In September 1955, Argentine president Juan Domingo Perón (elected democratically in 1952) was overthrown by a military coup named Revolución Libertadora (Liberating Revolution) by its perpetrators. The Revolución Libertadora was supported by the clergy, the moneyed classes and most political parties. At the beginning the revolution was not unpopular due to the oppressive and corrupt nature of the last years of Peron's regime. Moreover, the military government tried to compromise with the defeated Peronists under the motto "Neither victors nor vanquished". However, an internal military coup in November 1955 replaced the de facto government with a junta headed by General Pedro Eugenio Aramburu. The new government relentlessly persecuted and jailed Peronist politicians, labor leaders and even intellectuals. It rolled back worker's rights (mostly attained under Perón).
In June 1956 a military coup was staged with the object of restoring Perón (then in exile) to power. The coup was doomed from the beginning; it was supported only by a few officers (the rank-and-file did not join) and popular support was scarce.
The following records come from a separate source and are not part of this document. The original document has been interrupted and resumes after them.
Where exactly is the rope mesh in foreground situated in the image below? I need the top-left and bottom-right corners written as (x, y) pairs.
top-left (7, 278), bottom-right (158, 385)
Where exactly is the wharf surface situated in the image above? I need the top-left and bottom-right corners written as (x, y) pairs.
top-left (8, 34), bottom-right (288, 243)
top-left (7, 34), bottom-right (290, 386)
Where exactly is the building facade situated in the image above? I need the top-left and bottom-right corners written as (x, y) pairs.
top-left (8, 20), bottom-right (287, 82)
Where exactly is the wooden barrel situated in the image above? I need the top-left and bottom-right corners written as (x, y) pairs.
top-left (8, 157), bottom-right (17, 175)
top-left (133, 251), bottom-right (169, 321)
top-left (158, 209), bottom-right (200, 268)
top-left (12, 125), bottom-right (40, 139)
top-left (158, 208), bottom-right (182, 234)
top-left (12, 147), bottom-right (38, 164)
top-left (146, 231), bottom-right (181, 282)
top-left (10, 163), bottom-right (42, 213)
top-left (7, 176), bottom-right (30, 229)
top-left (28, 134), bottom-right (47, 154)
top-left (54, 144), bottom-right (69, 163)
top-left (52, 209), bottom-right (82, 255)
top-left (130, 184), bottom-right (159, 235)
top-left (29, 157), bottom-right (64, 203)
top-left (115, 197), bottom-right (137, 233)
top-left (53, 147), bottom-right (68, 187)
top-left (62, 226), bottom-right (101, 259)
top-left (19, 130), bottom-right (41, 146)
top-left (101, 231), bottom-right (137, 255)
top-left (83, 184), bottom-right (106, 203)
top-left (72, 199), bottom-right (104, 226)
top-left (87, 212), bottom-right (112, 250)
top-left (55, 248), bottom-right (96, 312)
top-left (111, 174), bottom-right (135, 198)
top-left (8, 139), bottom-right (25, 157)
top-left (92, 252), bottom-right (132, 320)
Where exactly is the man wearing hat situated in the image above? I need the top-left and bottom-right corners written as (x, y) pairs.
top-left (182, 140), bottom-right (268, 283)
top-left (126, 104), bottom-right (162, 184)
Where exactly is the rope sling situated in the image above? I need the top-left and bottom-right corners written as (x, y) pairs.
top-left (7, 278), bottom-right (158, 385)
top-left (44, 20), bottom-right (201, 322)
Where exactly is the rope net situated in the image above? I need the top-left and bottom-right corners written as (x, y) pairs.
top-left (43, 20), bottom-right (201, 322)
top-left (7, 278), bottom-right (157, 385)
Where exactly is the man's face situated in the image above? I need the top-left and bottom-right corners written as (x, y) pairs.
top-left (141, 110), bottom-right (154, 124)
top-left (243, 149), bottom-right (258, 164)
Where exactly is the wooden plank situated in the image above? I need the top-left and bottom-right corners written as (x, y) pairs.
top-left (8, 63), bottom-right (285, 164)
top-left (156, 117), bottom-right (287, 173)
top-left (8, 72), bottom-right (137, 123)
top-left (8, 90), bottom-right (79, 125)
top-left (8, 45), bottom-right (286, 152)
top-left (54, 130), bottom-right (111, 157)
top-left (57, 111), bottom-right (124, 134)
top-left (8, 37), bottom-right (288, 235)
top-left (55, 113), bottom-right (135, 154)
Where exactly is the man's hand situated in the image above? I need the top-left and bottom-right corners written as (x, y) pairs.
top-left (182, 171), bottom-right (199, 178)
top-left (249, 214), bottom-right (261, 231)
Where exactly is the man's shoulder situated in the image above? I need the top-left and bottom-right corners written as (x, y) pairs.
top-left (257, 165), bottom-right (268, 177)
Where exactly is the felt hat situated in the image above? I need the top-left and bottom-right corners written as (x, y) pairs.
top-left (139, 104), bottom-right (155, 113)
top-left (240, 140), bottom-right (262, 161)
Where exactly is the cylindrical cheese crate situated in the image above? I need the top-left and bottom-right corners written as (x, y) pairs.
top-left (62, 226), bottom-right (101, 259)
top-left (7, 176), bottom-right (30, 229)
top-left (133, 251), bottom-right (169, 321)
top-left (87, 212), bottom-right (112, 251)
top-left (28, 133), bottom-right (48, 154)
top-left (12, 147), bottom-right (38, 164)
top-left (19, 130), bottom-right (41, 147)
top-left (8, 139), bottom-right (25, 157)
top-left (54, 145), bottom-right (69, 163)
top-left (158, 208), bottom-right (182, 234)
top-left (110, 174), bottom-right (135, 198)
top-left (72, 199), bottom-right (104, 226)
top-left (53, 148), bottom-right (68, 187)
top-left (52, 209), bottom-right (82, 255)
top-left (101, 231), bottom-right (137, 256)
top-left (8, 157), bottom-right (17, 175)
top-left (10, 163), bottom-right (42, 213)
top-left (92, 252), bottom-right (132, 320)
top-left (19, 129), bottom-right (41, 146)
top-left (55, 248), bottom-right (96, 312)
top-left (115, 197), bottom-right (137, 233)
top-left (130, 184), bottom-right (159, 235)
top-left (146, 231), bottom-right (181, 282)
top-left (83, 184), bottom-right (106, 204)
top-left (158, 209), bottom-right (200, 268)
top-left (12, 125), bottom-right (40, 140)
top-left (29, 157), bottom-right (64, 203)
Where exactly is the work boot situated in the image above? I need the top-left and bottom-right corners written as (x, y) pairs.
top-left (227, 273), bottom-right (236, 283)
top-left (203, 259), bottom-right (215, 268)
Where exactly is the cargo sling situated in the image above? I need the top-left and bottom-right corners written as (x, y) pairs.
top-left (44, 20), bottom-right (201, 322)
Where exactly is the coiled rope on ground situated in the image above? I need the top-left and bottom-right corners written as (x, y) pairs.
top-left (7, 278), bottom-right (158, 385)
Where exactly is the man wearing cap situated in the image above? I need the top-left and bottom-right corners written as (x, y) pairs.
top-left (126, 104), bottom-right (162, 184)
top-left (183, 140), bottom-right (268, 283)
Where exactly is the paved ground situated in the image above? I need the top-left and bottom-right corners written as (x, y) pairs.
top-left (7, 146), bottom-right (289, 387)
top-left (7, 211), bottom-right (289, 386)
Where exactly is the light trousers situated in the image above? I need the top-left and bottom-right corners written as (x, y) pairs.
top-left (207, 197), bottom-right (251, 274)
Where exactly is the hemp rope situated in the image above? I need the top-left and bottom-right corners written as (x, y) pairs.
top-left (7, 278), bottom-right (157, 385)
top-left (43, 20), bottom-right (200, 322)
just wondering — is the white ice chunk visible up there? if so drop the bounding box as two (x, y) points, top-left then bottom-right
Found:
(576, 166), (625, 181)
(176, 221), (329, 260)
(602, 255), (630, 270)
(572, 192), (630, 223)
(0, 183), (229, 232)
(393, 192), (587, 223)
One of the leaders of the coup, General Valle and most of the officers involved were apprehended without much of a fight.
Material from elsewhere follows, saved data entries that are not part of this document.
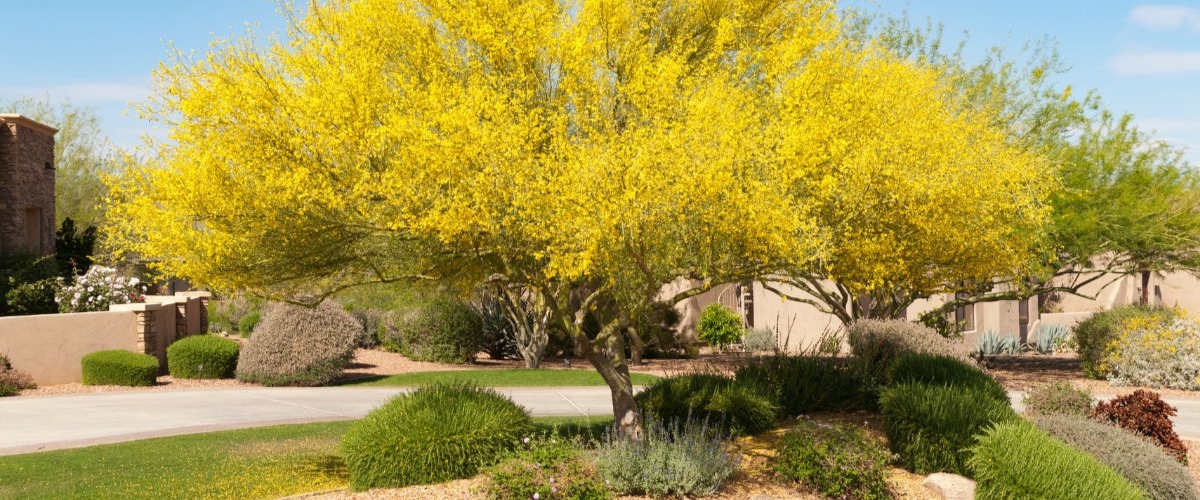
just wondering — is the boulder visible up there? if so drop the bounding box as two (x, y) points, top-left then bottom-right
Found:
(924, 472), (976, 500)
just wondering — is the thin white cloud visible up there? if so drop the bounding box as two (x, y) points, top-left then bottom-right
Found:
(1130, 4), (1200, 31)
(0, 80), (151, 104)
(1108, 49), (1200, 75)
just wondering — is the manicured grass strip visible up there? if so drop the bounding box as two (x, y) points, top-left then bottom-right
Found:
(0, 416), (613, 500)
(340, 368), (660, 387)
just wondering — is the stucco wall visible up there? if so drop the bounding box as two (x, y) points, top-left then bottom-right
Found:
(0, 311), (136, 384)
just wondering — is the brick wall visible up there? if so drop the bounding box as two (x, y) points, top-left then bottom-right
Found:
(0, 115), (56, 256)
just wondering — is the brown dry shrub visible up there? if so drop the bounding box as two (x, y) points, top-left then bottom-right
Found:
(847, 319), (970, 381)
(236, 301), (358, 386)
(1091, 389), (1189, 463)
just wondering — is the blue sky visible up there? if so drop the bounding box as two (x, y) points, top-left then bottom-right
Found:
(1, 0), (1198, 164)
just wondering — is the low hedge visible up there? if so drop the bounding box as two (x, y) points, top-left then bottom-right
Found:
(880, 382), (1018, 476)
(81, 350), (159, 386)
(341, 382), (532, 490)
(969, 419), (1149, 500)
(167, 335), (240, 379)
(634, 373), (778, 436)
(887, 352), (1008, 403)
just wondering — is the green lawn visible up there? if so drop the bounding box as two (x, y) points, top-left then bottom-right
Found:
(339, 368), (660, 387)
(0, 415), (613, 500)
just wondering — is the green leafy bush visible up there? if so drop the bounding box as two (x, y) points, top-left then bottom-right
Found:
(485, 433), (611, 500)
(635, 373), (778, 435)
(396, 298), (484, 363)
(1073, 305), (1176, 379)
(1106, 315), (1200, 390)
(0, 354), (36, 396)
(237, 310), (262, 337)
(166, 335), (240, 379)
(81, 350), (159, 386)
(847, 319), (968, 383)
(1022, 382), (1093, 417)
(969, 420), (1149, 500)
(1034, 414), (1198, 500)
(887, 352), (1007, 403)
(697, 304), (744, 349)
(1091, 390), (1189, 463)
(0, 252), (59, 317)
(880, 382), (1018, 476)
(341, 382), (532, 490)
(775, 418), (893, 500)
(594, 417), (739, 497)
(735, 355), (877, 415)
(5, 277), (58, 316)
(235, 301), (358, 386)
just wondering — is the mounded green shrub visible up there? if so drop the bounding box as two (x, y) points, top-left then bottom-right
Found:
(235, 301), (359, 387)
(697, 304), (744, 349)
(888, 352), (1007, 402)
(237, 310), (262, 337)
(880, 382), (1018, 476)
(167, 335), (240, 379)
(1034, 414), (1198, 500)
(634, 373), (778, 436)
(847, 319), (969, 383)
(1022, 382), (1093, 417)
(735, 354), (877, 415)
(1073, 305), (1176, 380)
(485, 433), (611, 500)
(396, 298), (484, 364)
(0, 353), (36, 396)
(969, 420), (1149, 500)
(81, 350), (159, 386)
(775, 419), (892, 500)
(341, 382), (532, 490)
(594, 417), (738, 497)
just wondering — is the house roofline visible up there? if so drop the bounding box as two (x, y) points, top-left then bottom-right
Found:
(0, 114), (58, 135)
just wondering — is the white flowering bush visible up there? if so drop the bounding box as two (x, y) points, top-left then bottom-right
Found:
(55, 266), (146, 313)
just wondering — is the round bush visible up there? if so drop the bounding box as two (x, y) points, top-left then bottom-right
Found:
(635, 373), (777, 435)
(847, 319), (969, 383)
(167, 335), (240, 379)
(697, 304), (744, 349)
(1035, 414), (1199, 500)
(1107, 315), (1200, 390)
(1022, 382), (1093, 417)
(396, 298), (484, 364)
(888, 352), (1008, 403)
(776, 419), (892, 500)
(236, 301), (359, 387)
(81, 350), (159, 386)
(341, 382), (532, 490)
(880, 382), (1018, 476)
(1073, 305), (1176, 379)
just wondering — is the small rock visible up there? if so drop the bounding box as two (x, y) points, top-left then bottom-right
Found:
(748, 495), (801, 500)
(924, 472), (976, 500)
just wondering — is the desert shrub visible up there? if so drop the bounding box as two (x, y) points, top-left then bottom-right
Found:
(1106, 315), (1200, 390)
(775, 418), (893, 500)
(237, 310), (262, 337)
(1022, 382), (1093, 417)
(975, 330), (1019, 356)
(697, 304), (744, 349)
(348, 307), (388, 349)
(1034, 414), (1198, 500)
(969, 419), (1149, 500)
(1073, 305), (1176, 379)
(0, 354), (36, 396)
(1091, 390), (1188, 463)
(341, 382), (532, 490)
(485, 433), (611, 500)
(207, 292), (264, 335)
(475, 294), (520, 361)
(167, 335), (240, 379)
(742, 328), (777, 353)
(847, 319), (968, 383)
(880, 382), (1018, 476)
(595, 417), (739, 497)
(81, 350), (159, 386)
(634, 373), (778, 435)
(396, 298), (484, 363)
(735, 355), (877, 415)
(887, 352), (1008, 403)
(235, 301), (358, 387)
(5, 277), (58, 315)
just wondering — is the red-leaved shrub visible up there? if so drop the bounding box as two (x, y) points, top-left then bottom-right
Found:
(1091, 390), (1188, 463)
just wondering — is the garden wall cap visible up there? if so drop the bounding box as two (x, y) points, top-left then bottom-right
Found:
(144, 295), (187, 305)
(175, 291), (213, 299)
(109, 302), (163, 312)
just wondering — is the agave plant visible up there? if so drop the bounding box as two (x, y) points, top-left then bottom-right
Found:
(1030, 324), (1069, 354)
(977, 330), (1019, 357)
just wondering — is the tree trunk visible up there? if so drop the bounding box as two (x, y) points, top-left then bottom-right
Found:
(1141, 270), (1151, 306)
(626, 326), (644, 366)
(585, 338), (643, 441)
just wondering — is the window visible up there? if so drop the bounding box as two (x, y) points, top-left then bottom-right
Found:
(954, 292), (975, 332)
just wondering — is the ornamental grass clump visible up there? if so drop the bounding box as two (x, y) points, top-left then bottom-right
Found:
(1091, 390), (1189, 463)
(1034, 414), (1199, 500)
(1106, 314), (1200, 390)
(81, 349), (159, 386)
(485, 433), (611, 500)
(847, 319), (969, 383)
(775, 418), (893, 500)
(341, 382), (532, 490)
(634, 373), (778, 436)
(887, 352), (1008, 402)
(167, 335), (240, 379)
(735, 354), (877, 415)
(0, 353), (36, 396)
(1022, 382), (1093, 417)
(969, 420), (1149, 500)
(594, 417), (739, 497)
(880, 382), (1018, 476)
(235, 301), (358, 387)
Although there were only a handful of casualties involved, Aramburu's government sentenced General Valle and 17 officers to death by firing squad. To find antecedents to this savagery, one would have to go back to the Argentine civil wars in the 1820s. A number of workers and labor leaders were detained and assassinated by the police in a garbage dump in the town of José León Suárez (some survived and managed to escape). The executions were grossly illegal, retroactively based on martial law promulgated after the facts.
Rodolfo Walsh was one of the best and most courageous Argentine journalists (he was killed in 1977 by another military dictatorship). On the testimony of survivors, he reconstructed the José León Suárez killings in the 1957 book Operación Masacre, still in print after more than half a century. The book is the basis of this film.
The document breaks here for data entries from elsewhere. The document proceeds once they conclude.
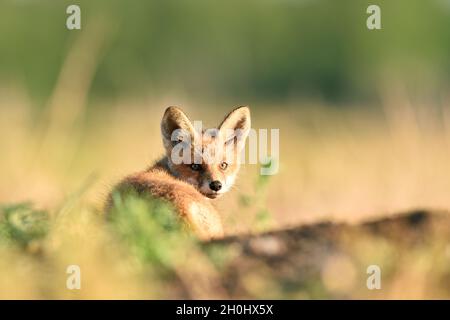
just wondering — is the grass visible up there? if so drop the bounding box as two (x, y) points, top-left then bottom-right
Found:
(1, 87), (450, 298)
(1, 21), (450, 298)
(0, 203), (49, 250)
(0, 189), (239, 299)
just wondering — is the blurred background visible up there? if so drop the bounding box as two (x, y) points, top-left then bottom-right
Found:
(0, 0), (450, 299)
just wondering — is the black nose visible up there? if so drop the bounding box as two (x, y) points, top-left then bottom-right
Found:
(209, 180), (222, 191)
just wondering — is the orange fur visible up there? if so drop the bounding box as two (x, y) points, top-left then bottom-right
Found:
(107, 106), (251, 240)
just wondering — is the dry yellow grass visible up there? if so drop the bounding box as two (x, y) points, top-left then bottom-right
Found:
(2, 86), (450, 230)
(1, 28), (450, 299)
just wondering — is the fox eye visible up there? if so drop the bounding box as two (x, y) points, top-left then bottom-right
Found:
(190, 163), (202, 171)
(219, 162), (228, 170)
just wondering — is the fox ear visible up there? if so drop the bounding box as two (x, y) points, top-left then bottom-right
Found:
(218, 106), (251, 149)
(161, 106), (197, 150)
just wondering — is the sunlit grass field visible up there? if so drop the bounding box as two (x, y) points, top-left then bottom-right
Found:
(1, 79), (450, 298)
(3, 82), (450, 228)
(1, 1), (450, 297)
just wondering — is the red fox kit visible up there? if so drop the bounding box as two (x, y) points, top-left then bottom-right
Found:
(108, 106), (251, 240)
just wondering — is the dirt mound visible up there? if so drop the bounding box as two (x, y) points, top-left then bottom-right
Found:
(205, 210), (450, 299)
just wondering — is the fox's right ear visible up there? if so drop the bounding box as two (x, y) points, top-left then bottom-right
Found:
(161, 106), (197, 150)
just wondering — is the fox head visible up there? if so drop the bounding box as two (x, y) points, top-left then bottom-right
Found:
(161, 106), (251, 199)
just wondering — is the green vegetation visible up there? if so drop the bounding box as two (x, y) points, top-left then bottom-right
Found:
(109, 191), (194, 269)
(0, 203), (49, 249)
(1, 0), (450, 103)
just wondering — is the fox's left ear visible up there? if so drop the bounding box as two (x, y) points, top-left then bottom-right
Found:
(218, 106), (251, 150)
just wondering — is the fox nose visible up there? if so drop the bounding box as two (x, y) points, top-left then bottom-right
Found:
(209, 180), (222, 192)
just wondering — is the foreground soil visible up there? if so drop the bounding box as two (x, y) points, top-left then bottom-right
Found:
(202, 210), (450, 299)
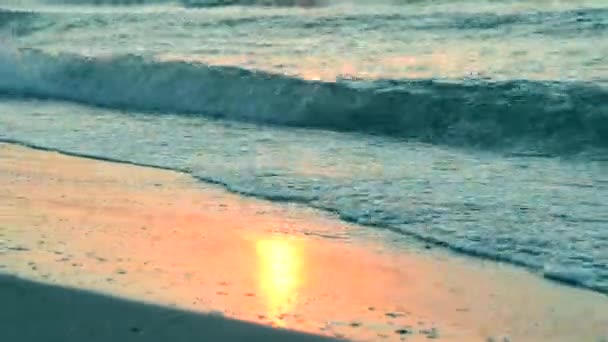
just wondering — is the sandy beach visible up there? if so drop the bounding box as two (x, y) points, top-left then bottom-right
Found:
(1, 142), (608, 342)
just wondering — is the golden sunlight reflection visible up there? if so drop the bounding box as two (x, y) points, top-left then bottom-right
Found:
(255, 238), (303, 327)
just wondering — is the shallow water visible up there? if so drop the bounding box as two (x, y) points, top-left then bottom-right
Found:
(1, 0), (607, 293)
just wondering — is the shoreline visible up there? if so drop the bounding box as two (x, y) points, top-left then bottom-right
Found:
(4, 137), (605, 296)
(1, 142), (607, 341)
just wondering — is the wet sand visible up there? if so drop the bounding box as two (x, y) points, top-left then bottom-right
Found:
(1, 142), (607, 341)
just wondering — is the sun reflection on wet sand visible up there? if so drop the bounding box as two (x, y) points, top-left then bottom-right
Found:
(256, 238), (304, 327)
(4, 144), (608, 341)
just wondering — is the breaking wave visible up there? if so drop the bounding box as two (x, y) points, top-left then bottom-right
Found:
(1, 49), (607, 153)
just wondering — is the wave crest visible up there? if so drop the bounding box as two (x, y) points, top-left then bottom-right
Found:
(1, 49), (607, 153)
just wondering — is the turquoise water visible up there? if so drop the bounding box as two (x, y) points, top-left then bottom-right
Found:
(1, 0), (608, 293)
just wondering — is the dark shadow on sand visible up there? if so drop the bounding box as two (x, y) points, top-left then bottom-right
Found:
(0, 274), (345, 342)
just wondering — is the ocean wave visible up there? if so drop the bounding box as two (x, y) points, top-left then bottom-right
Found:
(0, 9), (35, 26)
(0, 9), (55, 37)
(283, 7), (608, 34)
(5, 6), (606, 38)
(1, 49), (607, 153)
(181, 0), (327, 7)
(26, 0), (325, 6)
(38, 0), (172, 4)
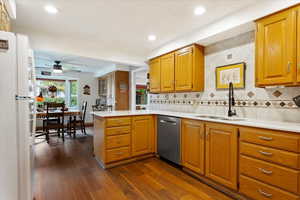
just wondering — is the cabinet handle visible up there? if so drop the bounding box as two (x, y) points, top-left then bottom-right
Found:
(115, 152), (124, 155)
(287, 61), (292, 73)
(205, 132), (209, 140)
(258, 136), (273, 141)
(258, 189), (272, 198)
(259, 168), (273, 175)
(259, 150), (273, 156)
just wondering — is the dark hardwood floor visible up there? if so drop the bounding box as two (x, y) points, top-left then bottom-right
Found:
(34, 128), (234, 200)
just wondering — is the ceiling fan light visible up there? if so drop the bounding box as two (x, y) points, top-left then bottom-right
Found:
(53, 69), (63, 73)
Director Jorge Cedrón opens and closes his film with newsreel footage. The movie proper is semi-documentary; actors interpret real characters, the script based on recollections of survivors, relatives and witnesses (one of the actors, Julio Troxler, is an actual survivor). Cedrón manages this approach brilliantly and interest never flags.
As the movie points out, the ruthlessness of the military planted a seed of violence that eventually flourished in the Dirty War of 1973-1981.